Pasar al contenido principal
08/05/2017

Depuis l’entrée dans le nouveau millénaire, la Colombie a connu trois négociations de paix : une première avec les groupes paramilitaires (2002-2006), une deuxième avec les Forces armées révolutionnaires de la Colombie (FARC, 2012- nov. 2016) et la dernière avec l’Armée de libération nationale (ELN, en cours). La population civile est la principale affectée par les violences du conflit armé et elle est tout autant affectée par les décisions qui se prennent à la table de négociations. Ainsi, une des manières les plus sûres de protéger le processus de paix est de faire en sorte que la mise en place des accords, sinon la négociation elle-même, s’appuie sur les organisations civiles. La mise en place des accords est presque tout aussi risquée, et par conséquent aussi importante, que leur négociation.
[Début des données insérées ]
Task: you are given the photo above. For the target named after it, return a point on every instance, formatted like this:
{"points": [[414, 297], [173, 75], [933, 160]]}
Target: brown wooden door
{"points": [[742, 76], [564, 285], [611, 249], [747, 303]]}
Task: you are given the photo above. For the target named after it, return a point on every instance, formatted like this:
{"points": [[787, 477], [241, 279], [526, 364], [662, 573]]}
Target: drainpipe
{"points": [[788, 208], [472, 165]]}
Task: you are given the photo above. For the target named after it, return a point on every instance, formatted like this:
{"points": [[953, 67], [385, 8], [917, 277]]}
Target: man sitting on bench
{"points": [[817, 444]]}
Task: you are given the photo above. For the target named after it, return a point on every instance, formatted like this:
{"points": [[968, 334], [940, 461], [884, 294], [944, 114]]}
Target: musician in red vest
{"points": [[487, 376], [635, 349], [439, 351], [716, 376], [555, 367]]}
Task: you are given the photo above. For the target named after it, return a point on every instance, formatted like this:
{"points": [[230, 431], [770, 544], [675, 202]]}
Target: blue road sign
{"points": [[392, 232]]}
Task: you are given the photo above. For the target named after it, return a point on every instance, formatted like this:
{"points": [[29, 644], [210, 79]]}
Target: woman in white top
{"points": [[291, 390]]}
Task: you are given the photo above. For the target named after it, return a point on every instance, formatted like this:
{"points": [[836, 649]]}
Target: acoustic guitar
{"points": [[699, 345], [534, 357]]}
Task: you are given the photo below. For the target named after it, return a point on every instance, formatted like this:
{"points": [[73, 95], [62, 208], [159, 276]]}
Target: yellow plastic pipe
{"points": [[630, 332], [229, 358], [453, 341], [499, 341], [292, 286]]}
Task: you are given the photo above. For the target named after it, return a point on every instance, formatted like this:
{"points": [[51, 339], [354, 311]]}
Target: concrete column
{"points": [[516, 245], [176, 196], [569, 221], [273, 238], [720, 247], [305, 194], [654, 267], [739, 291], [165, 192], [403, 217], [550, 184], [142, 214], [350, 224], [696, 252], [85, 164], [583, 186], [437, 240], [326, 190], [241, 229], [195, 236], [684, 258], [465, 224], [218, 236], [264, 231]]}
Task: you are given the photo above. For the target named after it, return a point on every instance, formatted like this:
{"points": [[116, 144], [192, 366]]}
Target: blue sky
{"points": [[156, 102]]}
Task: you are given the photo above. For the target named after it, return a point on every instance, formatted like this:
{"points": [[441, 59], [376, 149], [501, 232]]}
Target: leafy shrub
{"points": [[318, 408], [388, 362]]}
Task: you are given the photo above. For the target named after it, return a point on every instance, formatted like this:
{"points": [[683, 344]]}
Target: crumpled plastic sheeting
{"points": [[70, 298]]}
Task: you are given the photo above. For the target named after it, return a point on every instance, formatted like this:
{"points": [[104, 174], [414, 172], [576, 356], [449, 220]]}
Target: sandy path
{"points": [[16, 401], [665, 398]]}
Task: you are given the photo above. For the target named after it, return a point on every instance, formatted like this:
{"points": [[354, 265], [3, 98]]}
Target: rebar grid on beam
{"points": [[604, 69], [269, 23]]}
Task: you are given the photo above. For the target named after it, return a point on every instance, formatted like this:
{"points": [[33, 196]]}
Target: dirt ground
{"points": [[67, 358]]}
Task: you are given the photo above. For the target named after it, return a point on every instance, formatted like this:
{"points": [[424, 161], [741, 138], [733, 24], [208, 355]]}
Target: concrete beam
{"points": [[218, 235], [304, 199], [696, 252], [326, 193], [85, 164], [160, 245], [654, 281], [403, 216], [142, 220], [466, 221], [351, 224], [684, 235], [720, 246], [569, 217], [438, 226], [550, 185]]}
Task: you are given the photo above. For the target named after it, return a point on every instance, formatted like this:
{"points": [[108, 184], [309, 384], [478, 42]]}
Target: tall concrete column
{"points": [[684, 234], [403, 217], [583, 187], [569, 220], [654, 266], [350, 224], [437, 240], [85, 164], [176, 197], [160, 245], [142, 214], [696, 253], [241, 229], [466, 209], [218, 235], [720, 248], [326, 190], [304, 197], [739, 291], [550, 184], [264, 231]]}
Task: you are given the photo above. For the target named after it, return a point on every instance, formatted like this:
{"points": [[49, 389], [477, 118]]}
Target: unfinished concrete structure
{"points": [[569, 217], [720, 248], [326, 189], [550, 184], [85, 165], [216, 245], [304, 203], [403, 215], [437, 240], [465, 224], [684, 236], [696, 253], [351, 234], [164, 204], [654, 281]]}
La participation des organisations civiles est nécessaire afin de favoriser l’information et éviter les pièges qui ont failli faire échouer les négociations entre le gouvernement et les FARC en octobre 2016 : le peu d’information disponible sur le processus et le manque de participation de la société civile à son déroulement ont favorisé la campagne belliqueuse, conservatrice et misogyne du « Non » au référendum de ratification des accords.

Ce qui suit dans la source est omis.